As discussed in Understanding Multiple Endocrine Neoplasia, MEN is a group of hereditary disorders that causes tumors to grow in the body’s endocrine organs, the glands that produce hormones. MEN is separated into two distinct types: Type 1 and Type 2. This article focuses on MEN Type 2.
Multiple Endocrine Neoplasia Type 2a Symptoms
Because medullary thyroid cancer will affect almost all of the patients with MEN type 2a, symptoms related to growth in the thyroid gland are common. Because of the thyroid gland’s location in the neck, patients can become hoarse or have difficulties with swallowing or breathing.
Pheochromocytomas, the tumors of the adrenal gland that will affect about half of patients with MEN type 2a, overproduce “stress hormones” like adrenaline. Excessive adrenaline raises the blood pressure, quickens the pulse (which the patient can sometimes feel as a “racing heart” or palpitations), causes sweating, and may also cause headache. These symptoms tend to come and go in an unpredictable fashion.
Finally, the MEN type 2a patients are prone to the same problems associated with high calcium levels and hyperparathyroidism seen in MEN type 1.

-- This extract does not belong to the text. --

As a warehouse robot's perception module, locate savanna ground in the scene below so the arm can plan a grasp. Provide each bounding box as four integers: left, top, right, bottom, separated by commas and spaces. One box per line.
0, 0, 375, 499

Multiple Endocrine Neoplasia Type 2b Symptoms
In type 2b, patients tend to be tall and thin, with a narrow face, long fingers, and very flexible joints. Bumps can appear over their lips, tongues, and inner cheeks; these bumps are called mucosal neuromas. Patients with MEN type 2b almost never develop problems with their parathyroid glands.
These patients have similar symptoms to MEN type 2a, but rarely have problems with high calcium level. Instead, they can have severe difficulties with slowed digestion and constipation. In addition to the bumpy growths around and in their mouths, they can have visual problems due to early cataract formation, which clouds the lens at the front of the eye and interferes with transmission of light to the back of the eye.
Surgery in MEN2
It is appropriate for the treatment of MEN2 patients to involve surgery, and sometimes multiple operations.

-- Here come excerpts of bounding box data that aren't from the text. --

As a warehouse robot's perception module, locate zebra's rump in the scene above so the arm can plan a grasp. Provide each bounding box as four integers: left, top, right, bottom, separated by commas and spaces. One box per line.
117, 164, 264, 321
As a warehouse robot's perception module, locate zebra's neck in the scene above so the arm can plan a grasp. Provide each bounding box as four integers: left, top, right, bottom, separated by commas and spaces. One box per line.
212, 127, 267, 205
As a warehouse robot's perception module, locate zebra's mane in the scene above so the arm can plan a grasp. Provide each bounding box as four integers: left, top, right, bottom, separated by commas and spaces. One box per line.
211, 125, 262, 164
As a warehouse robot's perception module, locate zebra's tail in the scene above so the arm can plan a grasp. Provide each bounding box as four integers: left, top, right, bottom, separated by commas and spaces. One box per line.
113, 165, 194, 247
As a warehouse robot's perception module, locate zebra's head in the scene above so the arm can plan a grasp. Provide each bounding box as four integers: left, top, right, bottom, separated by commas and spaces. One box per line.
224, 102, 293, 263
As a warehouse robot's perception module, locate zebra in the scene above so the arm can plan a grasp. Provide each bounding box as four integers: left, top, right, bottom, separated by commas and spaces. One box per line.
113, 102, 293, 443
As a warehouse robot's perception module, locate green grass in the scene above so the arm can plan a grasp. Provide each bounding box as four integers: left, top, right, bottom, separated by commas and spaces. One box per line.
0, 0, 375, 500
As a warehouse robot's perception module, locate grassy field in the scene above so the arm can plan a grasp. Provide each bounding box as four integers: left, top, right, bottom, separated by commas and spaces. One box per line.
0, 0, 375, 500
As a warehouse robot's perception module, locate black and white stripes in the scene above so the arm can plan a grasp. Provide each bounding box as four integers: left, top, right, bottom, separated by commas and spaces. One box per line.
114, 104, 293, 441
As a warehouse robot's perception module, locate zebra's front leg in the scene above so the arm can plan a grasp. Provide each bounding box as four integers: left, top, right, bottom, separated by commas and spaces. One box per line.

The timing of preventive (or prophylactic) removal of the thyroid gland (thyroidectomy) requires careful consideration of the specific RET mutation that has resulted in the MEN2 syndrome. Certain mutations put even very young children at risk for medullary thyroid cancer, and infants at highest risk sometimes undergo surgery during the first year of life. A collaborative effort between a genetic counselor and an endocrine surgeon is usually needed to plan these surgeries. RET mutations that carry a lower risk for early, aggressive thyroid cancer may allow surgery to be postponed to later in childhood or young adulthood.
At the time of thyroid surgery, the adjacent parathyroid glands may also be evaluated and some of the glands can be removed if there is suspicion for hyperparathyroidism. Again, deciding which of the 4 glands should be cut out relies on the expertise of the surgeon, who can do sophisticated testing before and during the operation to isolate which glands are contributing the most to high calcium levels. Since MEN1 and MEN2a predispose all 4 parathyroid glands to eventually becoming overactive, the surgeon will sometimes “auto-transplant” the parathyroid glands from the neck to a location in the arm, where they are more accessible for future treatments.
Finally, the surgical approach to the MEN2 patient can involve removal of one or both adrenal glands if there is concern for pheochromocytoma. Because these tumors release chemicals that can have dramatic effects on blood pressure, they have to be approached very carefully. Even biopsies of suspected pheochromocytomas can merit the patient taking medications beforehand to regulate their blood pressure. Also, if pheochromocytoma and medullary thyroid cancer exist in the same patient at the same time, the pheochromocytoma is frequently taken out first to avoid complications with blood pressure during the operation to remove the thyroid. The refinement of surgical techniques means that part of the normal adrenal gland can sometimes be left behind (this is called “cortex-sparing adrenalectomy”) so that the patient can continue to benefit from the functions of that organ even after their pheochromocytoma has been removed.